Juliette Lewis @ la Flèche d’Or
Il a fait chaud le week-end dernier dans l’ancienne gare de Charonne, une chaleur que l’on peut aisément qualifier de « hammamesque »…
Et Juliette Lewis n’y est pas pour rien. La belle américaine était de retour à Paris et a élu domicile à la Flèche d’Or pour quatre concerts exceptionnels.
Vendredi soir, le groupe My Park ouvre le bal. Malheureusement, c’est peu convaincant… À vrai dire même… c’est fort maniéré, trop posé, faussement sensuel donc vraiment faux. Aux antipodes de l’authentique et du rock. La miss qui chante y met du sien, peut-être même un peu trop d’ailleurs. On souffre.
Juliette Lewis commence son show par une petite démo à la batterie, c’est très mignon… Et ceux qui connaissent l’énergie avec laquelle elle va brûler la scène apprécient le calme qui précède la tempête tropicale…

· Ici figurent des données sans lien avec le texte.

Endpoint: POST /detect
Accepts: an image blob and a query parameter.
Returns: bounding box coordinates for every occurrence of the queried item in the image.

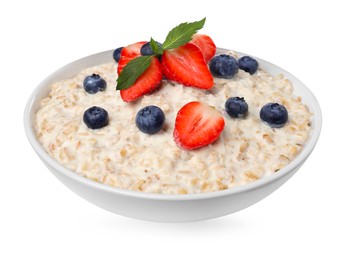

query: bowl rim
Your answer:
[23,48,322,201]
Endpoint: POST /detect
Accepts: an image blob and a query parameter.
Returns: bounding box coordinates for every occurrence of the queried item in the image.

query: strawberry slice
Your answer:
[162,43,214,89]
[173,101,225,150]
[190,33,216,62]
[118,42,163,102]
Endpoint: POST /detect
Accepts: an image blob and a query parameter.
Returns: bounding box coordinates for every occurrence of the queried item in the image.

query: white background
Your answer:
[0,0,350,259]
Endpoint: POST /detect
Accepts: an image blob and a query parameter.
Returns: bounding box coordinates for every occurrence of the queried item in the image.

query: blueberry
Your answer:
[225,97,248,117]
[83,74,107,94]
[113,47,124,62]
[260,103,288,128]
[83,106,108,129]
[238,56,259,75]
[209,54,238,79]
[135,106,165,134]
[141,41,162,56]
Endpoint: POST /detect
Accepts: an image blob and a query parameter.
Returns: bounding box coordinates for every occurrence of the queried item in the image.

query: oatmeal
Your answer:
[35,51,312,194]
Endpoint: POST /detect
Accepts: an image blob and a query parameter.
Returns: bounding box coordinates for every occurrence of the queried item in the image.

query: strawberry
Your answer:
[190,33,216,62]
[173,101,225,150]
[162,43,214,89]
[118,42,162,102]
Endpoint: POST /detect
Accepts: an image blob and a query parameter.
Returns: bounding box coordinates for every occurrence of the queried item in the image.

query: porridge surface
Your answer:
[35,52,311,194]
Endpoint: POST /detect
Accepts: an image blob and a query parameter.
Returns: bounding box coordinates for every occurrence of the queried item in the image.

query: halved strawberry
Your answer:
[162,43,214,89]
[118,42,146,75]
[173,101,225,150]
[118,42,162,102]
[190,33,216,62]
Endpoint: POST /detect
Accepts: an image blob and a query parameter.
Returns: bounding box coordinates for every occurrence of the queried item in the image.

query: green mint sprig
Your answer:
[117,18,205,90]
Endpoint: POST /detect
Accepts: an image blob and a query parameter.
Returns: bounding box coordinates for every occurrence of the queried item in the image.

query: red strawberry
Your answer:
[118,42,162,102]
[118,42,146,75]
[190,34,216,62]
[174,101,225,150]
[162,43,214,89]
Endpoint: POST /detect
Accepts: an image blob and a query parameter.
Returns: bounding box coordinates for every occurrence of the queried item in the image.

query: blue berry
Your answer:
[209,54,238,79]
[135,106,165,134]
[83,106,108,129]
[260,103,288,128]
[225,97,248,117]
[140,42,162,56]
[238,56,259,75]
[83,74,107,94]
[113,47,124,63]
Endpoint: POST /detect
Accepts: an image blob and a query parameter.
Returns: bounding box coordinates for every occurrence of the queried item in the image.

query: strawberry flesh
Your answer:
[190,33,216,62]
[162,43,214,89]
[173,101,225,150]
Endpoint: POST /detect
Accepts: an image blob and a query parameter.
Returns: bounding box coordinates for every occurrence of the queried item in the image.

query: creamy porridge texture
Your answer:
[35,49,312,194]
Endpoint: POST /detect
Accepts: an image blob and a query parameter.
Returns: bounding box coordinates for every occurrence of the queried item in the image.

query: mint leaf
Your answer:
[163,17,205,50]
[149,37,164,55]
[117,55,154,90]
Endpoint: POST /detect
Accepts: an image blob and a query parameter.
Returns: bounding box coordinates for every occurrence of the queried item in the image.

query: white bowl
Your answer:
[24,49,322,222]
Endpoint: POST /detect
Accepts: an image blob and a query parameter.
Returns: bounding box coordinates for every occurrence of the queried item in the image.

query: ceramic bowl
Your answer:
[24,49,322,222]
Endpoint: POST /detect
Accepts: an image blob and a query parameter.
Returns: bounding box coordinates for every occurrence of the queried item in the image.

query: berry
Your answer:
[118,42,163,102]
[83,106,108,129]
[113,47,124,63]
[83,74,107,94]
[209,54,238,79]
[260,103,288,128]
[135,106,165,134]
[225,97,248,118]
[173,101,225,150]
[118,42,146,75]
[162,43,214,89]
[141,42,162,56]
[238,56,259,75]
[190,33,216,62]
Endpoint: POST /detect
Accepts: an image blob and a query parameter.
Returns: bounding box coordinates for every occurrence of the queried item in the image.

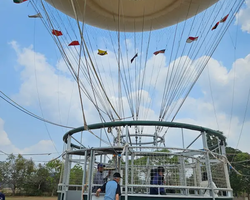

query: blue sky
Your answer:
[0,0,250,161]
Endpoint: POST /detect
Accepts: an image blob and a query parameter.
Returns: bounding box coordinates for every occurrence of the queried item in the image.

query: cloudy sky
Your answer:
[0,0,250,162]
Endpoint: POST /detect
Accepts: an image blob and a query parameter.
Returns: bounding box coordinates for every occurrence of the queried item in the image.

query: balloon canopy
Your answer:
[46,0,218,32]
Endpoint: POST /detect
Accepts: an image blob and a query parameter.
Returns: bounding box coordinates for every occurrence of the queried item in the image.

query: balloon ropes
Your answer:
[25,0,244,200]
[30,0,243,147]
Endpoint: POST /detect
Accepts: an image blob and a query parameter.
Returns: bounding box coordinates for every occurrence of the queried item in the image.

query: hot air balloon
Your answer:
[27,0,243,200]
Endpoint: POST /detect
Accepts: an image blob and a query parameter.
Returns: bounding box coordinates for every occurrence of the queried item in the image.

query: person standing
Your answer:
[0,189,5,200]
[150,167,166,195]
[95,172,122,200]
[200,172,219,197]
[92,163,110,192]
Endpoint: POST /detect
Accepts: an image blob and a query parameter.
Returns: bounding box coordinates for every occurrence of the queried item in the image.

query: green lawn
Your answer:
[5,196,57,200]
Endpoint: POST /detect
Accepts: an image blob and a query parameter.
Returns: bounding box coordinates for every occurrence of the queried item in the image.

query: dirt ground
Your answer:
[5,196,57,200]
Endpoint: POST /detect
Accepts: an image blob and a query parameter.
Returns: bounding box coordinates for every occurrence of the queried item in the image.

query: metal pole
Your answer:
[125,125,129,200]
[87,149,94,200]
[81,150,87,199]
[202,131,215,200]
[221,141,232,196]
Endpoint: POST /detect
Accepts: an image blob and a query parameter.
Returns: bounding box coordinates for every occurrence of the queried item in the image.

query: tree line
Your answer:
[0,147,250,199]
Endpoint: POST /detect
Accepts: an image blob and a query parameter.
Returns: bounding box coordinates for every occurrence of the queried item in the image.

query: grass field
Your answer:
[5,196,57,200]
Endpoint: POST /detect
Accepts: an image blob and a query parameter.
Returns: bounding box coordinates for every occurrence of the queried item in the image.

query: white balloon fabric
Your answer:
[46,0,218,32]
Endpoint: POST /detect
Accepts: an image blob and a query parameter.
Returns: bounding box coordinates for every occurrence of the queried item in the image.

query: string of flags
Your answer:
[16,0,229,63]
[212,14,229,30]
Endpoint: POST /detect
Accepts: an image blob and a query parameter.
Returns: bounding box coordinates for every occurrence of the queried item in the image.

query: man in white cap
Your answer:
[95,172,122,200]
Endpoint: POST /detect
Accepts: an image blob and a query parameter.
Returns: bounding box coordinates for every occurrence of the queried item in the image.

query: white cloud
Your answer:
[0,38,250,164]
[0,118,11,146]
[236,0,250,33]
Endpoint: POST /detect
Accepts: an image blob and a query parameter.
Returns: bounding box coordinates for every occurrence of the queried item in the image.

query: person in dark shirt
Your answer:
[0,190,5,200]
[95,172,121,200]
[150,167,166,195]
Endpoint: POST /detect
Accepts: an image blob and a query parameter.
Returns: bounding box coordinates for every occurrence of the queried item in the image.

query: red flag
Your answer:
[212,22,220,30]
[220,14,229,22]
[68,40,80,46]
[154,49,165,55]
[52,30,62,36]
[186,37,198,43]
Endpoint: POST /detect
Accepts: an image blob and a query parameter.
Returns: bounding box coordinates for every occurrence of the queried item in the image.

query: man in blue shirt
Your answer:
[0,190,5,200]
[150,167,166,195]
[95,172,121,200]
[92,163,110,192]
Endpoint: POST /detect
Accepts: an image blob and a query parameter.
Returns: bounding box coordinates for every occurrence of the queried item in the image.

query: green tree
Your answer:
[1,154,35,195]
[45,159,62,196]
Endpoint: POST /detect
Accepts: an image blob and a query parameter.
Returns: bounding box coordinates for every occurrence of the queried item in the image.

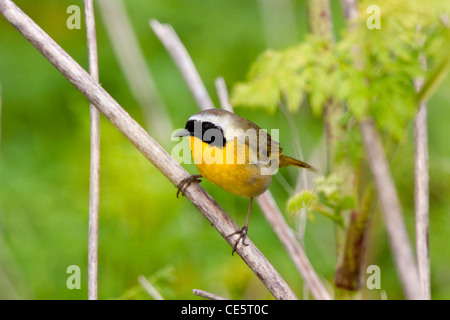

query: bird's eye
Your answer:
[185,120,195,134]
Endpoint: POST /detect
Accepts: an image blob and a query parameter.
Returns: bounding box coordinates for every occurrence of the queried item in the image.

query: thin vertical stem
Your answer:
[360,119,423,299]
[84,0,100,300]
[150,19,214,110]
[97,0,172,141]
[414,56,431,299]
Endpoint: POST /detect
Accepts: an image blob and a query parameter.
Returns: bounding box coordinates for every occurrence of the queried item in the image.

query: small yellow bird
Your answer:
[174,109,316,254]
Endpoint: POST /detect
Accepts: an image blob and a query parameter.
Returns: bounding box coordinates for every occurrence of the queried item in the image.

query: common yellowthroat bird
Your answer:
[174,109,316,254]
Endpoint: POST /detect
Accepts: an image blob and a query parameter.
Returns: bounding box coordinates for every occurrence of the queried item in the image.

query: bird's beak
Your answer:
[173,129,191,138]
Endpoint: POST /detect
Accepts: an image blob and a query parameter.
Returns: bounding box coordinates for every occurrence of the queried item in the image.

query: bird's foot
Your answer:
[227,225,248,255]
[177,174,202,198]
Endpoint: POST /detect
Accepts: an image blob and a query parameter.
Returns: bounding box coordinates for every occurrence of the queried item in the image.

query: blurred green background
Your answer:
[0,0,450,299]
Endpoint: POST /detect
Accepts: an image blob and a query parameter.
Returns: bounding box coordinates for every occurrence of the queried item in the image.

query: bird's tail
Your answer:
[280,155,317,172]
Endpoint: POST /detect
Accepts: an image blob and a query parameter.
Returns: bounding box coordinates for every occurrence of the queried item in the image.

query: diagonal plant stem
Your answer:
[151,20,331,300]
[0,0,297,299]
[84,0,100,300]
[97,0,172,141]
[217,77,331,300]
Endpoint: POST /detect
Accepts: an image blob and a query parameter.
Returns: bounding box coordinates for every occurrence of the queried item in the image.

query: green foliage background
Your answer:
[0,0,450,299]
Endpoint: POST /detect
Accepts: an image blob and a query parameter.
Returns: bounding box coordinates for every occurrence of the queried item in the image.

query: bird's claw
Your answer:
[227,225,249,255]
[177,174,202,198]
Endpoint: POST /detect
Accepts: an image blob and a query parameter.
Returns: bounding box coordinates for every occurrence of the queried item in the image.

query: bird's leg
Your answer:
[177,174,202,198]
[227,197,253,255]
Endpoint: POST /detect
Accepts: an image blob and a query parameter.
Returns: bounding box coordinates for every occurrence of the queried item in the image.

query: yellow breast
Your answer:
[190,136,272,197]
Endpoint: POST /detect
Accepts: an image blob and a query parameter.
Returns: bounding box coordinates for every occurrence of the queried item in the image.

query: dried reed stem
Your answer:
[0,0,297,299]
[84,0,100,300]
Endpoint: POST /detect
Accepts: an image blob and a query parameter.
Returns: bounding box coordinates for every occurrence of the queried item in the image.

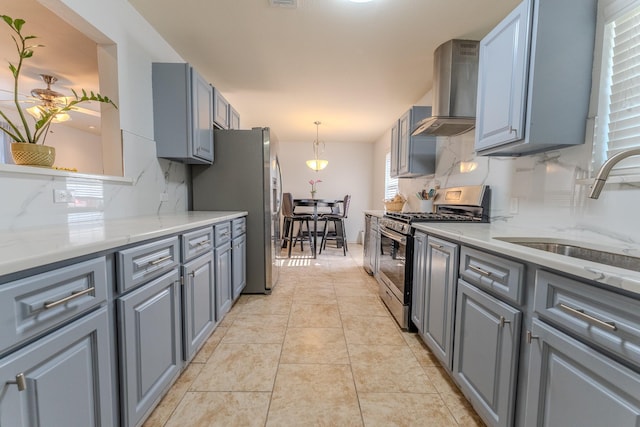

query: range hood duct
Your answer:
[411,39,480,136]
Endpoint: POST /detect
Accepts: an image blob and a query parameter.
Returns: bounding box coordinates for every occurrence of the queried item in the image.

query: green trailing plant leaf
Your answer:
[0,15,118,144]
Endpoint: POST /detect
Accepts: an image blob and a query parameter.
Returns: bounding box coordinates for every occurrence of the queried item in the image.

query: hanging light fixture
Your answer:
[27,74,71,123]
[307,121,329,172]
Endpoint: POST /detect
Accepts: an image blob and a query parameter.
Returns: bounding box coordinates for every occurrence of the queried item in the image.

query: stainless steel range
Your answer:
[376,185,491,329]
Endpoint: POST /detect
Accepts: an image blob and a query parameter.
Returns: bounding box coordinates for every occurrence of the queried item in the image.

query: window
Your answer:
[593,0,640,174]
[384,153,398,199]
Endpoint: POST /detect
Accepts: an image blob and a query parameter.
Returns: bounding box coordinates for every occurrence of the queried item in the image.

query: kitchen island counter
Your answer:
[413,223,640,297]
[0,211,247,282]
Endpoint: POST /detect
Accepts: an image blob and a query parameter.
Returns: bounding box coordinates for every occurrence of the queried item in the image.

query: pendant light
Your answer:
[307,121,329,172]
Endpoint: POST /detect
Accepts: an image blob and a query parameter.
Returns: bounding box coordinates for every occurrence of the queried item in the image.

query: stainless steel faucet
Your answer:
[589,148,640,199]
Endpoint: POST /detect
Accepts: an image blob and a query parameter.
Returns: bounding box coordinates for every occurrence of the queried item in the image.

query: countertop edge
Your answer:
[0,211,248,282]
[413,223,640,297]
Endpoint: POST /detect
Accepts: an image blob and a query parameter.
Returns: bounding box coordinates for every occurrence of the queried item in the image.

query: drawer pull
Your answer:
[560,303,618,331]
[44,286,96,310]
[500,316,511,328]
[5,372,27,391]
[189,240,211,247]
[149,255,173,265]
[469,264,491,277]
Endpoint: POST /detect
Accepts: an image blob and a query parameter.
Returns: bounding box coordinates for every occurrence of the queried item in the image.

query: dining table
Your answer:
[293,199,344,258]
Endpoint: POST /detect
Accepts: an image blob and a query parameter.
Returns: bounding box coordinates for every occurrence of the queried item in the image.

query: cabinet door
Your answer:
[231,234,247,301]
[398,110,411,175]
[191,69,213,162]
[453,280,522,427]
[216,241,233,322]
[117,268,182,426]
[182,252,216,360]
[525,319,640,427]
[424,236,458,370]
[411,232,427,336]
[475,0,533,151]
[389,123,400,178]
[0,307,117,427]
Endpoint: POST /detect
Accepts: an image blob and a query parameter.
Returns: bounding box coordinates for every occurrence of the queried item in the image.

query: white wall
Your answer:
[278,141,372,242]
[0,0,187,230]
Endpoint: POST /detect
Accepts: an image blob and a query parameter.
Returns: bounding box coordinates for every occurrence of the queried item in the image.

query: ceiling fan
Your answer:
[26,74,71,123]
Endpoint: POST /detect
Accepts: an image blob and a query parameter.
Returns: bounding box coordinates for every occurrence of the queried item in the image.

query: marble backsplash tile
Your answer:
[0,132,188,230]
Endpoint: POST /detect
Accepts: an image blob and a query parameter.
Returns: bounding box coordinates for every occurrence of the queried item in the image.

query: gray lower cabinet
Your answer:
[411,231,427,336]
[116,267,183,426]
[182,251,217,361]
[422,236,458,370]
[0,307,117,427]
[231,234,247,301]
[453,280,520,427]
[215,241,233,321]
[525,319,640,427]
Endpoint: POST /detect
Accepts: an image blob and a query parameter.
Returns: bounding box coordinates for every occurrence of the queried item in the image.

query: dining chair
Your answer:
[318,194,351,256]
[282,193,314,258]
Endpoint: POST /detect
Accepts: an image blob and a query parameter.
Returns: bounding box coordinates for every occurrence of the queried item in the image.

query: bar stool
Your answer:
[282,193,314,258]
[319,194,351,256]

Quelques secondes plus tard, Juliette a investit l’espace comme peu de femmes auparavant. D’ailleurs, on entend ça et là des références au grand Iggy Pop. Grain de folie, corps en fête, moiteur sensuelle, gueules décomplexées qu’elle affiche avec une grande liberté de ton. Et par les temps qui courent, il faut avoir une belle personnalité pour assumer son côté « yaourt nature » doublé d’une foldingue à plumes. Qui chante avec un talent remarquable.
Parce que « La Lewis » est éblouissante. Elle nous en donne des grands écarts dans son pattes d’eph disco, des tours de bras à la belle envergure, des balayages capillaires qui nous arrosent allègrement de volées de sueur… ! sans se soucier des répercutions visuelles forcément peu esthétiques.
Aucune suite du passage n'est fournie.